Cette initiative s’inscrit dans un partenariat plus large avec Astecart, qui a développé e-fil, un système de billetterie entièrement dématérialisé. Lokossa Eastman, spécialiste de la transformation numérique au sein d’Astecart, va toutefois bien au-delà de cette simple facilité d’accès. Il envisage la digitalisation comme un tremplin économique capable de projeter les productions togolaises sur la scène internationale.
Concrètement, son entreprise propose aux exposants de bénéficier de sites web professionnels, de plateformes de visibilité commerciale et d’espaces d’exposition virtuels. L’objectif reste clair : maximiser le retour sur investissement des participants en élargissant leur audience bien au-delà des frontières nationales.
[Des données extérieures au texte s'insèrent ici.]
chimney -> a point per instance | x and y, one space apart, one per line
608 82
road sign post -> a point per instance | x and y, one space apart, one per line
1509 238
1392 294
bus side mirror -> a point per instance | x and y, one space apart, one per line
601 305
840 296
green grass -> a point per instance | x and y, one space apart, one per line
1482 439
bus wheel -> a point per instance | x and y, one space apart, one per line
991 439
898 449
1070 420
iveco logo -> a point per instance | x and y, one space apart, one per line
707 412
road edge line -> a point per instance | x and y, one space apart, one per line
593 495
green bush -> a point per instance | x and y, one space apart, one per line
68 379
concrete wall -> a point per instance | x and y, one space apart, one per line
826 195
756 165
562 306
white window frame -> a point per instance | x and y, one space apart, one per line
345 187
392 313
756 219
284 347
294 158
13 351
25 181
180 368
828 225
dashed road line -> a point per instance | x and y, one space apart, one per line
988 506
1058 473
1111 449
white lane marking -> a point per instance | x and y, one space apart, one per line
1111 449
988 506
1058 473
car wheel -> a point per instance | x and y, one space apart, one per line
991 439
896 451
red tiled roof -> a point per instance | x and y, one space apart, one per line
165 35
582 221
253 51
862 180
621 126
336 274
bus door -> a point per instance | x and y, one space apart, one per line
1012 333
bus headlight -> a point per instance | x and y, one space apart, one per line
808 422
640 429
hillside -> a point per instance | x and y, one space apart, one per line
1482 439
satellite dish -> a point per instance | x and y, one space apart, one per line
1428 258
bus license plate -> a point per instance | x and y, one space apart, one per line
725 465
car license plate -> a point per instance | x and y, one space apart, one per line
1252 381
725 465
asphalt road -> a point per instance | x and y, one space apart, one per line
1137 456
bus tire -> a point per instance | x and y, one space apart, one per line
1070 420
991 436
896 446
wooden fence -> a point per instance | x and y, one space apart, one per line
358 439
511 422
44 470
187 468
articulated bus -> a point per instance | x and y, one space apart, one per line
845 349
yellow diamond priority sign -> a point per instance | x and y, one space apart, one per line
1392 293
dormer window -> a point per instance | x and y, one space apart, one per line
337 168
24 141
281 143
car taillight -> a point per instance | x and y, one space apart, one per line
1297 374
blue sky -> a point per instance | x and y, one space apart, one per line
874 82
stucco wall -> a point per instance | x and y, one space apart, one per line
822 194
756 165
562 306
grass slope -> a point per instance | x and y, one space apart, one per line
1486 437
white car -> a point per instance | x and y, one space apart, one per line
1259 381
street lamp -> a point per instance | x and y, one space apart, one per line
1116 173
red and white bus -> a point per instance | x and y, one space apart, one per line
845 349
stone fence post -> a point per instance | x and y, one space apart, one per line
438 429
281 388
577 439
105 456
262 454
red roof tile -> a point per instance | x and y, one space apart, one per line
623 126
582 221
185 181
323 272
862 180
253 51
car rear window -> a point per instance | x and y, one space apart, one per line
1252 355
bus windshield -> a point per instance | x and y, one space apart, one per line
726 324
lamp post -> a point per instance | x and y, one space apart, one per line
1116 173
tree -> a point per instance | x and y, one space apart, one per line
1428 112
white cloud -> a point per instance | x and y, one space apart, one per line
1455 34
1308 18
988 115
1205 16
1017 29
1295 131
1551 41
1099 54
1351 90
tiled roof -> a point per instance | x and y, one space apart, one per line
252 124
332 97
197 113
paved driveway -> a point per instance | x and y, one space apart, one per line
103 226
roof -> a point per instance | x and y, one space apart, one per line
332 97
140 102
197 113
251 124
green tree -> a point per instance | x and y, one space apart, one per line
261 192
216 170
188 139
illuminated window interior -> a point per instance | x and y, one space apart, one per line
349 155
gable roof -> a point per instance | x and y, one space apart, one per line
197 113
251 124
Cette vision rejoint celle défendue par Carlos Tay de l’Agence Togo Digital. Le responsable produits insiste sur la nécessité de créer une expérience immersive accessible depuis n’importe quel endroit. Grâce aux outils numériques, les citoyens pourront explorer les innovations présentées sans se déplacer physiquement. Une révolution qui promet de démocratiser l’accès à l’information commerciale.
L’Agence ne s’arrête pas là. Elle prévoit également de déployer des agents techniques dans les zones reculées du pays afin d’accompagner les populations qui n’ont pas encore franchi le pas du numérique. Cette approche inclusive reflète la volonté gouvernementale de réduire la fracture digitale entre les différentes régions du Togo.
La GIZ/ProdiGIT apporte quant à elle un soutien structurant aux entreprises engagées dans cette transition. Son représentant a détaillé les multiples actions menées pour permettre aux exposants de valoriser leurs produits de manière optimale. Les outils digitaux mis à disposition visent à enrichir l’expérience globale tout en améliorant les performances commerciales durant la foire.
Les discussions ont fait émerger une certitude partagée par tous les participants. La digitalisation ne constitue plus une simple option pour les événements commerciaux africains. Elle s’impose comme la condition sine qua non pour rivaliser avec les standards internationaux et offrir une expérience à la hauteur des attentes modernes.